Abstract

The eastern syntaxis in the St. Elias orogen (Alaska, USA) is one of the most complex and least understood regions within the southern Alaska coastal mountain belt. The syntaxis contains many features unique to the orogen that are essential to understanding the structural architecture and tectonic history of the collision between North America and the allochthonous Yakutat microplate. The eastern syntaxis contains the transition from transpressional structures associated with the Queen Charlotte–Fairweather fault system in the east to the Yakataga fold-and-thrust belt (YFTB) to the west.

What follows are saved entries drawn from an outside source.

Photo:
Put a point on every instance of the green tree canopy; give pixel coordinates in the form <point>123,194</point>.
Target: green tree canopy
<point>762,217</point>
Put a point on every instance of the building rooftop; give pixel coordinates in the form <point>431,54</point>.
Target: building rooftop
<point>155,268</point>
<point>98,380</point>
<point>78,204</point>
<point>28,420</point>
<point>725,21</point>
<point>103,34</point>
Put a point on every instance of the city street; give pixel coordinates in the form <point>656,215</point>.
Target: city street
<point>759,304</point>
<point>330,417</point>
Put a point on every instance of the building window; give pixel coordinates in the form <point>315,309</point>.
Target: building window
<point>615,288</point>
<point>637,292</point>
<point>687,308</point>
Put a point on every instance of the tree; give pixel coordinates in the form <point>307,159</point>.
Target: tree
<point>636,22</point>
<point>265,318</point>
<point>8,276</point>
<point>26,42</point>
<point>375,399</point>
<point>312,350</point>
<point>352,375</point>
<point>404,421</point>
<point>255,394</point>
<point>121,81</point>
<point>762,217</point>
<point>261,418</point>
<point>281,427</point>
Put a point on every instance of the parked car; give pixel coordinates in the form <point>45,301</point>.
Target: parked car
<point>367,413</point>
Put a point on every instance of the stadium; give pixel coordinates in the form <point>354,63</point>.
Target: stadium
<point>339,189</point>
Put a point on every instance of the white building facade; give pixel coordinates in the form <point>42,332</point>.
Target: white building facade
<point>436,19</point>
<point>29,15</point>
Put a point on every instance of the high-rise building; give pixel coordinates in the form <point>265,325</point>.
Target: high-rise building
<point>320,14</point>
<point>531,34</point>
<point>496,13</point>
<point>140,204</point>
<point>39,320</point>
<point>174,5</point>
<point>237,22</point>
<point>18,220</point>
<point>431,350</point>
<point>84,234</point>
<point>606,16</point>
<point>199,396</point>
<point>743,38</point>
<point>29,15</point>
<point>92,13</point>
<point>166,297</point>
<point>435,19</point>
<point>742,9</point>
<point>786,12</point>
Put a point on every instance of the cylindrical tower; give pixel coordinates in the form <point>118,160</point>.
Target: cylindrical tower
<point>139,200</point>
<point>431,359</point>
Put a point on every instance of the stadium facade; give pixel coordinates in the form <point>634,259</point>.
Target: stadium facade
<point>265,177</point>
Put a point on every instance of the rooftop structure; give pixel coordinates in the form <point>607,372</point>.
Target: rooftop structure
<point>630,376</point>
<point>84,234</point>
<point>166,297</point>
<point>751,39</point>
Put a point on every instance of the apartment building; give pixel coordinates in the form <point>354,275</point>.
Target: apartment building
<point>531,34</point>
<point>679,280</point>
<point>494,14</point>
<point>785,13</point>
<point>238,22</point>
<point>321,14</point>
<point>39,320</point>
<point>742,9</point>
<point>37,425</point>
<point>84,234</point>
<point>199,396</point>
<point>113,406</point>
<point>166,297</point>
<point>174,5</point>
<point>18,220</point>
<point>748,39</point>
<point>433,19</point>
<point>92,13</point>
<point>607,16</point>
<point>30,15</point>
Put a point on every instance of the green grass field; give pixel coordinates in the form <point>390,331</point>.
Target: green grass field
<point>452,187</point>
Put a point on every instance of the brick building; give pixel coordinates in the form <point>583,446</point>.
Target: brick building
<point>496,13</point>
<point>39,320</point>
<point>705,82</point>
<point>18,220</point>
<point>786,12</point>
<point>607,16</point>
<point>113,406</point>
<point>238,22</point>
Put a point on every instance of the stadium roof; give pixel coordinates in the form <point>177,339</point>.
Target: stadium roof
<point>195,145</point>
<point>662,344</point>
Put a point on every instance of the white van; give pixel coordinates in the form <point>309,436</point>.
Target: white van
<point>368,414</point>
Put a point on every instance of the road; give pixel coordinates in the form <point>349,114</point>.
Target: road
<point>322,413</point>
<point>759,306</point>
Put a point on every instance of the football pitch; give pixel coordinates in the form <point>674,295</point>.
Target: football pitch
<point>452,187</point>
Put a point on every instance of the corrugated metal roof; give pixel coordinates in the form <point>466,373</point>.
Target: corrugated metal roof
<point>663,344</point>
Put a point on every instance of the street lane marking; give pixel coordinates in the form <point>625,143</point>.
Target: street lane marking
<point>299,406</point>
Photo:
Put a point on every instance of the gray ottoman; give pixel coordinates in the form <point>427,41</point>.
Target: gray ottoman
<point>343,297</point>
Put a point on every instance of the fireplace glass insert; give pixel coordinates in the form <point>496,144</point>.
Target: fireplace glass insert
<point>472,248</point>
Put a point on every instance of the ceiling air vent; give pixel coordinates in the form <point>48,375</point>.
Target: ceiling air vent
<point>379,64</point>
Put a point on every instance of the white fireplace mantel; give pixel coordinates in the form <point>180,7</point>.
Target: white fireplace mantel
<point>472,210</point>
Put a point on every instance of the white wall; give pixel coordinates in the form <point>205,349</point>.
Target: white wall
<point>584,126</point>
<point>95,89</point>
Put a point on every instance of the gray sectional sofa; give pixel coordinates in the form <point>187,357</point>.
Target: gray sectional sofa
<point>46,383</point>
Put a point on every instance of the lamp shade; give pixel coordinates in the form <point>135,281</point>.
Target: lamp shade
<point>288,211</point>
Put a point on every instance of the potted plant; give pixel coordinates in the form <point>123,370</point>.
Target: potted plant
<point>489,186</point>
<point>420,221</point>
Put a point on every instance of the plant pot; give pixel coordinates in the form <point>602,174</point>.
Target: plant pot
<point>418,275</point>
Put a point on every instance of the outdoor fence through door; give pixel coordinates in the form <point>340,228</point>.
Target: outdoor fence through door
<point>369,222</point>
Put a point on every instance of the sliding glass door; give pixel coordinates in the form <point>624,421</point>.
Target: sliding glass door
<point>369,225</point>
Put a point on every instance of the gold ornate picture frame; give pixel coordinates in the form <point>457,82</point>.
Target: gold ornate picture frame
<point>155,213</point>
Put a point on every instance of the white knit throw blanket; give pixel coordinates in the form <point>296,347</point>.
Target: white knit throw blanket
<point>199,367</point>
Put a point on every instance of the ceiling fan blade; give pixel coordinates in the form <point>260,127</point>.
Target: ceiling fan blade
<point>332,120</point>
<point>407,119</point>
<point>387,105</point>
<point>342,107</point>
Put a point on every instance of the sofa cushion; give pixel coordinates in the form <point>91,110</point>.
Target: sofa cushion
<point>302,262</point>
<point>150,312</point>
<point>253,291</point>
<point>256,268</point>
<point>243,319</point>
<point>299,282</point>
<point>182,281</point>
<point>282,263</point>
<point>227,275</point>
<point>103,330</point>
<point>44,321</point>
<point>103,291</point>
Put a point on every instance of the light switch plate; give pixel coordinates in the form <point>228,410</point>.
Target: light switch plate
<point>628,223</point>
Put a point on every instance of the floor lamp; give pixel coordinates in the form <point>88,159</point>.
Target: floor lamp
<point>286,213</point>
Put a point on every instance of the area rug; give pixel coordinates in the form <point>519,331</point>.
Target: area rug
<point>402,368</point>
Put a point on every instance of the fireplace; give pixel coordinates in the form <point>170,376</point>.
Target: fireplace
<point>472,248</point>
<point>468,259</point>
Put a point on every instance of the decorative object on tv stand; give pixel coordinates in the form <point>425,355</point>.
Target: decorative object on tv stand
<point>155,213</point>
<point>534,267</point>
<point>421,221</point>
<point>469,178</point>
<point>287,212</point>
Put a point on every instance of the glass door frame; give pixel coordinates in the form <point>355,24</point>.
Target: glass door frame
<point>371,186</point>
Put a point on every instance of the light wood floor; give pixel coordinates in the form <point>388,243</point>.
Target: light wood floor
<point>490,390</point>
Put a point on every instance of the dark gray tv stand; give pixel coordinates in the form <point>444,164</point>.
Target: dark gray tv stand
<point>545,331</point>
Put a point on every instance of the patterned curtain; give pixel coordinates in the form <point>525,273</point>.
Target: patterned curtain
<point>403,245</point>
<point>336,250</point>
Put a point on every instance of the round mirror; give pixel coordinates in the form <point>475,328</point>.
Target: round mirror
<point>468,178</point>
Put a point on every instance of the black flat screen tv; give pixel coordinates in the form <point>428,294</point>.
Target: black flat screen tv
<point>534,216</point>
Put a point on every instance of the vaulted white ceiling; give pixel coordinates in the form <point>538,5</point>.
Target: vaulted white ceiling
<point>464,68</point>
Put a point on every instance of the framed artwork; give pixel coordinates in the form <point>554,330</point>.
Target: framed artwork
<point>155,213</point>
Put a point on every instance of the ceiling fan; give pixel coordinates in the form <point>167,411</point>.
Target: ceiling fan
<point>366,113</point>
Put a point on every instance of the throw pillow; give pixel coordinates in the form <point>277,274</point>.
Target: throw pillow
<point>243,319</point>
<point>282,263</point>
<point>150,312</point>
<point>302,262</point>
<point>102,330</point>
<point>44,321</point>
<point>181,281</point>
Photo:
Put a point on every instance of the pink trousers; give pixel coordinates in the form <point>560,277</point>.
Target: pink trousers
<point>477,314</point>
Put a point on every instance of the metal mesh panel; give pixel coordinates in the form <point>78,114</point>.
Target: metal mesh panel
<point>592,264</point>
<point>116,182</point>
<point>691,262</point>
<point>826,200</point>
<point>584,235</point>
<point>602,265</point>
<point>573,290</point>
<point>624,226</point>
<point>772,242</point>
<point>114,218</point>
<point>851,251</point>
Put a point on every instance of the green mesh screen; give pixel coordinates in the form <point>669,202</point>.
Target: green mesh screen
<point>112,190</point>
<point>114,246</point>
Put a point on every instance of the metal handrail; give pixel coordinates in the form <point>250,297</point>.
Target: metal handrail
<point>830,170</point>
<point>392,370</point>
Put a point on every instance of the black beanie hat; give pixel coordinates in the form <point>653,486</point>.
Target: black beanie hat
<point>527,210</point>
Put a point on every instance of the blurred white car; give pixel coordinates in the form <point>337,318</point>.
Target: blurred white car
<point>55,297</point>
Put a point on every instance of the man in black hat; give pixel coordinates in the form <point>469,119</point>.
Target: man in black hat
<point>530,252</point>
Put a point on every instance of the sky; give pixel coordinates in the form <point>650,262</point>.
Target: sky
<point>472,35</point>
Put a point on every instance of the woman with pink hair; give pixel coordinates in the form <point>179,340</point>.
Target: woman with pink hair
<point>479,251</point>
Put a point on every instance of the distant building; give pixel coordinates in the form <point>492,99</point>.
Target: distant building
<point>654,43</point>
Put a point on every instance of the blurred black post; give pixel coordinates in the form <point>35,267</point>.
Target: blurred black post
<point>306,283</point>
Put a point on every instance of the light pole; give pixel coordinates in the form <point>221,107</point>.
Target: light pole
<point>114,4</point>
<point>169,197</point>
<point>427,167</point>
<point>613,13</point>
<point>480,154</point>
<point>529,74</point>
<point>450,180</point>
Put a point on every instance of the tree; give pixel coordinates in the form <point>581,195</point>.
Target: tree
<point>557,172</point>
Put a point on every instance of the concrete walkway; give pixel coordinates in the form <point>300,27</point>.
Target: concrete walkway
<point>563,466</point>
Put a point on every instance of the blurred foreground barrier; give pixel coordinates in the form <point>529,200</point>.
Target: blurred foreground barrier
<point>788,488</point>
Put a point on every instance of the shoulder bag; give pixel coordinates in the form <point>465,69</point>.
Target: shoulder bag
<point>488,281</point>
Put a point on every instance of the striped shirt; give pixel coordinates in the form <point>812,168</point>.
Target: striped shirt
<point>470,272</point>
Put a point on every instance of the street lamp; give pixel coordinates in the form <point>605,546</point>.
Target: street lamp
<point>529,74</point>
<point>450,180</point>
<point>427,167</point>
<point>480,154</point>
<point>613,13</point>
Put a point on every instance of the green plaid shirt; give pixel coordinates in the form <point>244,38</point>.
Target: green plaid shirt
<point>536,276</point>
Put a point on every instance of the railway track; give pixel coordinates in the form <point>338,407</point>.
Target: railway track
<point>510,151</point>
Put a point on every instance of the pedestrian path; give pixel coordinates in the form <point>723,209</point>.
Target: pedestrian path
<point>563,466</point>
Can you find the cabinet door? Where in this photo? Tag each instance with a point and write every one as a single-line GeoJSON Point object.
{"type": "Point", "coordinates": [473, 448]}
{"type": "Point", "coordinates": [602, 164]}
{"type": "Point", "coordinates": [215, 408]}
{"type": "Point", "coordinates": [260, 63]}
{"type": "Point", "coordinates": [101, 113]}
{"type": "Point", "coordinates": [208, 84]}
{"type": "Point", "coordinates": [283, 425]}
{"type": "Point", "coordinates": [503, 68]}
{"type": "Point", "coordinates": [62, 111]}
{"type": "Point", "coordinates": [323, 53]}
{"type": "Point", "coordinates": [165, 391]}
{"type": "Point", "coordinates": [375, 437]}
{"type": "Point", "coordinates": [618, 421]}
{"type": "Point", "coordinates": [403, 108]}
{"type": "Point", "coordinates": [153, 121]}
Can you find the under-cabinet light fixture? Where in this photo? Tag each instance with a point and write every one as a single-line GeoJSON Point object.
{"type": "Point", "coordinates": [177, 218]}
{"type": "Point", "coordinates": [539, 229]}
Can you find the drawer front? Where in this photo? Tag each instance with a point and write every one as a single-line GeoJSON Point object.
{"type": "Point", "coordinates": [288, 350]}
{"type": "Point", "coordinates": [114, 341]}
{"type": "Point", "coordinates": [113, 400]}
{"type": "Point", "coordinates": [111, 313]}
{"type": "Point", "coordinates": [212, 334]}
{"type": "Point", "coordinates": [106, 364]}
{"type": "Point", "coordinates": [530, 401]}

Throughout the eastern syntaxis, a prominent unconformity at the base of the synorogenic Yakataga Formation records an erosional event related to the development of the YFTB. Strain accumulations in the eastern YFTB predate the deposition of the Yakataga Formation, extending estimates for the early development of the St. Elias orogen. Structural and stratigraphic relationships in the eastern syntaxis suggest that forethrusts associated with the transpressional system shut down and were overprinted by fold-and-thrust structures in the Early to latest Miocene. Basement in the eastern syntaxis consists of the Yakutat Group, part of the Chugach accretionary complex, which is carried by numerous low-angle thrust faults in the eastern syntaxis. Exposures of basement and fault patterns within the syntaxis have implications for tectonic reconstructions of the Yakutat microplate and the geodynamics of the orogen.